Eine Strategie des Westens gegen ISIS (Teil I)

Nach den Anschlägen auf dem Sinai (31. Oktober), in Beirut (12. November), in Paris (13. November), in Yola (17. November), in Israel (19. November) und zuletzt in Bamako (20. November) sollte auch dem Letzten klar geworden sein, dass die Europäer einen weltweiten Kampf gegen den Terror führen müssen.
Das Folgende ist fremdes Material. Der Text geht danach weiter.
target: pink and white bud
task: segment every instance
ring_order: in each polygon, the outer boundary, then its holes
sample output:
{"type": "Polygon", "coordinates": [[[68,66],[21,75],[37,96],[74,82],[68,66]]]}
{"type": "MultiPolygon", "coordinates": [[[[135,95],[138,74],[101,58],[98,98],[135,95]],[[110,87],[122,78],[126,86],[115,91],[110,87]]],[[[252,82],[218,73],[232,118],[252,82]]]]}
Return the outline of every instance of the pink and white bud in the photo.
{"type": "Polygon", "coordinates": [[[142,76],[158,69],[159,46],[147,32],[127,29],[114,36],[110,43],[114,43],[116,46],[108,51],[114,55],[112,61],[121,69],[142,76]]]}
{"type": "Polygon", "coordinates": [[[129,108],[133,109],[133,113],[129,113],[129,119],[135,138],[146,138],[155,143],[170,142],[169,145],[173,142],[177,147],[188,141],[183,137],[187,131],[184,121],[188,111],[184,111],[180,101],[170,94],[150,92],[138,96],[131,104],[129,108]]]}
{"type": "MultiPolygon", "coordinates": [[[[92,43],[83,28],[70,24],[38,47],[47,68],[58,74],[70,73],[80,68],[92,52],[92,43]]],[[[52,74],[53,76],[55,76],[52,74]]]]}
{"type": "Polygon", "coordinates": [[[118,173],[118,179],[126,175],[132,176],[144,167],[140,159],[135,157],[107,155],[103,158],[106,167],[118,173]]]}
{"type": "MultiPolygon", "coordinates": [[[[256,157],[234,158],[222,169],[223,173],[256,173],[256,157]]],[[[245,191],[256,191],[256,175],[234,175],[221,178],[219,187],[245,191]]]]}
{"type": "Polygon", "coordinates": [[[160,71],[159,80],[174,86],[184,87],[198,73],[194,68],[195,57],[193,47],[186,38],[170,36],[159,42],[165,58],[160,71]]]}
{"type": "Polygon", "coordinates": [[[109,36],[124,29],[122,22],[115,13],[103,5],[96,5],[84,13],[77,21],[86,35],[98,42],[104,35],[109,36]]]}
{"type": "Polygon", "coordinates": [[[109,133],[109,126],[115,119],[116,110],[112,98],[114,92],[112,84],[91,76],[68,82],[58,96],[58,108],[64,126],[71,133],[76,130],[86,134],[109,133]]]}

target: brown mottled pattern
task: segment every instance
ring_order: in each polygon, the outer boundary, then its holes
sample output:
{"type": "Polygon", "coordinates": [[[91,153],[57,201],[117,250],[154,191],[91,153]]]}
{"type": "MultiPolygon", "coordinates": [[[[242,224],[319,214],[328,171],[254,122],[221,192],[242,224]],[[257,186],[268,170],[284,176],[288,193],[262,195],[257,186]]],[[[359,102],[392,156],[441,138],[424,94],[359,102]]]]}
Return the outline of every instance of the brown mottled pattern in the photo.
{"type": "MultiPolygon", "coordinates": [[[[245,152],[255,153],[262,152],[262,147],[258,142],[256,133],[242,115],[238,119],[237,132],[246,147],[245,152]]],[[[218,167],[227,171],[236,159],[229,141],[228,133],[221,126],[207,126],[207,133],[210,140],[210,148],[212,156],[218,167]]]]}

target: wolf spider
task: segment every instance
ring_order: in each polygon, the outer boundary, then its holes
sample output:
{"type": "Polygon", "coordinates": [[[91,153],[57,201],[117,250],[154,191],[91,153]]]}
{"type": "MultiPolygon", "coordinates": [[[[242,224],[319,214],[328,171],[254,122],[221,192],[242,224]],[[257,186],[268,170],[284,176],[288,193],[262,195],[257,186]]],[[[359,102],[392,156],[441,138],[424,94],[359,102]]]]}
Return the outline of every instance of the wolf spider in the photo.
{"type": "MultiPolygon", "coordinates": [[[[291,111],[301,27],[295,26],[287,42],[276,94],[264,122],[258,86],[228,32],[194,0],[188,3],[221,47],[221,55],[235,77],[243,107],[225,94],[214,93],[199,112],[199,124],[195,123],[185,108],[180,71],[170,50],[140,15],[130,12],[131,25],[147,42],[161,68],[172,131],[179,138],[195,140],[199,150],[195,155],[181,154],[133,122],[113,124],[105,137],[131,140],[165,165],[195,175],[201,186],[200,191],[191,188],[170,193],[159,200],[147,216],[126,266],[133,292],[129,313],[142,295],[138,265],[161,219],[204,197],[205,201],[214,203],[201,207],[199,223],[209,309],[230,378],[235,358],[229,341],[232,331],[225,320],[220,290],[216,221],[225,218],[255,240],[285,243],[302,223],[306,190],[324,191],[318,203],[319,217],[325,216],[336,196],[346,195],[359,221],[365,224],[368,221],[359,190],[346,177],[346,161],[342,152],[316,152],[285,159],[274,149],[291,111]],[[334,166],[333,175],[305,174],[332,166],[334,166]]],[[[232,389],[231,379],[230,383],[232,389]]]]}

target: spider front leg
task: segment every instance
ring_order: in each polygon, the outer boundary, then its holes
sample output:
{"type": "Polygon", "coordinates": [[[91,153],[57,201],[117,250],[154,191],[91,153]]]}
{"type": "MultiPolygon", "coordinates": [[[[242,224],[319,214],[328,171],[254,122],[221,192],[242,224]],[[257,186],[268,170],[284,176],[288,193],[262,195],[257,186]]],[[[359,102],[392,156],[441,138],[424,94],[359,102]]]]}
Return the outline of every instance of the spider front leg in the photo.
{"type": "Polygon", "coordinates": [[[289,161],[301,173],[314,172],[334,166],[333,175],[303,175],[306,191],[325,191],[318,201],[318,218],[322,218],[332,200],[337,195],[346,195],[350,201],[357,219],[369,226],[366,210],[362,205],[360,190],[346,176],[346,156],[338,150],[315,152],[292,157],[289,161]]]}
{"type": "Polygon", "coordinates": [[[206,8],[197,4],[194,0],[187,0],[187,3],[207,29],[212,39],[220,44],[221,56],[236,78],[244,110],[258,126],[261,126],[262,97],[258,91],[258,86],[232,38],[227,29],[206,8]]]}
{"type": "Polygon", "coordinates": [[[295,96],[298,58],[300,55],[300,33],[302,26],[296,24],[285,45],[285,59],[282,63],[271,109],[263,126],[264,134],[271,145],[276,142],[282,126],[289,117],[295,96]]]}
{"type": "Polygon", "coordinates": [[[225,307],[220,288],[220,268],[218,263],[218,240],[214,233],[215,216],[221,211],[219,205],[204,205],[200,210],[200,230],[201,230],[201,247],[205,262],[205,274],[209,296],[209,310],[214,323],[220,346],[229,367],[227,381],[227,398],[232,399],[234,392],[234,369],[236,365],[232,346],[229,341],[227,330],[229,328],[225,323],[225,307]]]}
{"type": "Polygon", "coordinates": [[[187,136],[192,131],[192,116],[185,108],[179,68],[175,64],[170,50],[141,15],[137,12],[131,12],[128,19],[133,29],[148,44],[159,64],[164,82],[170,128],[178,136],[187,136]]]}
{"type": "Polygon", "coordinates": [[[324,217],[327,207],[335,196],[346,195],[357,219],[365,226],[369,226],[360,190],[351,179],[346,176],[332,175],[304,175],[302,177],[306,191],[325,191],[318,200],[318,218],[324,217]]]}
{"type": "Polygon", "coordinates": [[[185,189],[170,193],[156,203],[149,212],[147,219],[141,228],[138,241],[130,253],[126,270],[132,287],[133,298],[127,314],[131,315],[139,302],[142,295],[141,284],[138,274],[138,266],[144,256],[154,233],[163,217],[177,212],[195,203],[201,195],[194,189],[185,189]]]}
Einsatz von Bodentruppen unausweichlich

Terrorgruppen müssen letztlich mit Bodentruppen bekämpft werden, besonders weil gegen Luftschläge die Zivilbevölkerung als Schutzschild missbraucht wird. Es wird dem Westen nichts anderes übrig bleiben, als mit ausreichend starken Streitkräften bis in das Herz von ISIS vorstoßen. Unabdingbar erscheinen die Eroberungen von Mossul und Rakka, der beiden Hochburgen der Terrororganisation, und damit die Befreiung von 8 Millionen Menschen vom Joch der Islamisten. Ein strategischer Fehler der Amerikaner war es 2003 gewesen, mit zu geringen Kräften ein riesiges Gebiet nach der Befreiung kontrollieren zu wollen. Das mag zwar die eigenen Verluste minimieren, stellt aber kein adäquates Mittel dar, um sowohl die einheimische Bevölkerung vor Attentaten zu schützen als auch ISIS wirksam zu bekämpfen. Deswegen müssen verlässliche Bodentruppen in ausreichender Höhe vor Ort stationiert werden.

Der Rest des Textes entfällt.